The new case brings Saudi Arabia's MERS-CoV total since 2012 to 1,839, including 745 deaths. Two people are still being treated for their infections.
May 13 MOH report
CDC develops new rapid test for rabies that could mean fewer shots
A new rapid test for rabies designed for use in animals and developed by CDC scientists could mean that people exposed to potentially rabid animals could forego the weeks-long regimen of shots to prevent the deadly disease, according to a study in PLoS One and a CDC news release today.
The researchers used the LN34 assay to test 2,978 samples from Africa, the Americas, Asia, Europe, and the Middle East, 1,049 of which were positive via direct fluorescent antibody (DFA), the current gold standard for testing. Compared with DFA, LN34 displayed high diagnostic specificity (99.7%) and sensitivity (99.9%), and no DFA-positive samples were negative on LN34 testing. Even better, use of the LN34 assay led to the identification of one false-negative and 11 false-positive DFA results.
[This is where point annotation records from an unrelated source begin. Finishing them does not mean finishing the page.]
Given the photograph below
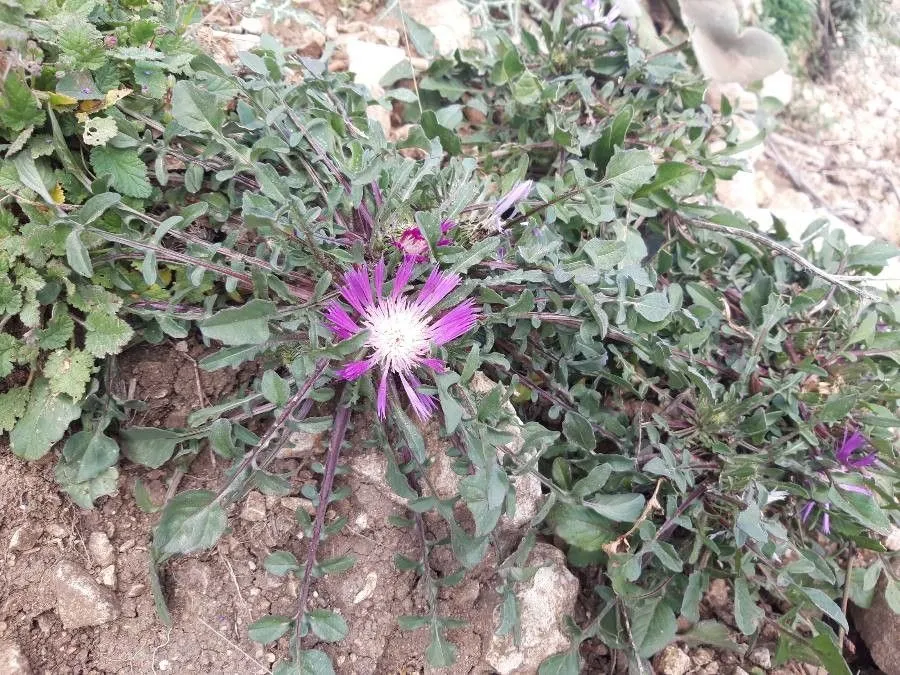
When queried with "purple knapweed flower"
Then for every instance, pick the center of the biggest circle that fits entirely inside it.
(412, 242)
(402, 331)
(844, 454)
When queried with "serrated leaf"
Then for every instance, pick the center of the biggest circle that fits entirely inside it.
(45, 421)
(747, 615)
(245, 325)
(126, 170)
(69, 372)
(191, 521)
(653, 625)
(653, 306)
(269, 628)
(106, 334)
(628, 170)
(12, 406)
(327, 625)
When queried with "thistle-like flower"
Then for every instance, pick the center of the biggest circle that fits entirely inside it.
(401, 329)
(845, 454)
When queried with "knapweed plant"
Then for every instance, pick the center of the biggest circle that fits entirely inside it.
(699, 400)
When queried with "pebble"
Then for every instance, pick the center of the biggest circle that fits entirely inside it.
(761, 657)
(13, 660)
(254, 510)
(673, 661)
(81, 601)
(101, 549)
(25, 537)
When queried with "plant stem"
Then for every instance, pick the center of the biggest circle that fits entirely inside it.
(338, 433)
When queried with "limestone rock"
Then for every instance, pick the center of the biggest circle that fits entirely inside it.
(25, 537)
(879, 627)
(81, 601)
(545, 601)
(101, 549)
(673, 661)
(13, 660)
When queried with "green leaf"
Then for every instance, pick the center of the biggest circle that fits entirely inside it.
(653, 625)
(578, 431)
(19, 109)
(274, 388)
(106, 334)
(565, 663)
(327, 625)
(605, 254)
(628, 170)
(825, 646)
(150, 446)
(747, 615)
(245, 325)
(581, 527)
(622, 508)
(653, 306)
(45, 421)
(269, 628)
(441, 653)
(192, 521)
(12, 406)
(196, 110)
(280, 563)
(69, 372)
(91, 453)
(125, 168)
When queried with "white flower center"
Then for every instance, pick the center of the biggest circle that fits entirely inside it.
(399, 334)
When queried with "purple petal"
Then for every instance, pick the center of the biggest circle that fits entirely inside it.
(355, 369)
(379, 278)
(436, 288)
(806, 511)
(357, 290)
(404, 272)
(458, 321)
(382, 395)
(339, 322)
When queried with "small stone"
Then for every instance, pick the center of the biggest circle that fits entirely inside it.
(81, 601)
(108, 576)
(673, 661)
(25, 537)
(13, 660)
(101, 549)
(135, 590)
(761, 657)
(254, 510)
(253, 25)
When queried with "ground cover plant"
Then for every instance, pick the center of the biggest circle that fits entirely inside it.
(698, 400)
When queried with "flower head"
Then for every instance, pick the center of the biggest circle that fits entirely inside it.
(401, 329)
(412, 242)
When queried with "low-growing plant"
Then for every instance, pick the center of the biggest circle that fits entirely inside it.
(700, 401)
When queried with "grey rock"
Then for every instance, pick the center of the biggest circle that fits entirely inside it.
(101, 549)
(879, 627)
(25, 537)
(673, 661)
(13, 660)
(81, 601)
(545, 601)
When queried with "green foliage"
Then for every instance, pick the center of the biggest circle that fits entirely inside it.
(678, 382)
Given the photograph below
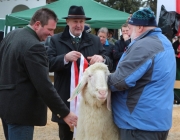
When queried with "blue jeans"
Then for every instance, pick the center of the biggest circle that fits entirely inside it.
(20, 132)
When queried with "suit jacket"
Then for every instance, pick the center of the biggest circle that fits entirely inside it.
(25, 87)
(59, 46)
The LN34 test can be run on polymerase chain reaction testing platforms already widely used in the United States and abroad, without any extra training, the CDC said. And it yields results even from decomposing animal brain tissue. The DFA test, in contrast, must be interpreted by laboratory workers with special skills, extensive training, and a specific type of microscope.
"Many of the areas hardest hit by rabies are also the areas least prepared to run current tests to diagnose it," said Crystal Gigante, PhD, a CDC microbiologist and the study's first author. "The LN34 test has the potential to really change the playing field. Quickly knowing who needs to receive rabies treatment—and who does not—will save lives and families' livelihoods."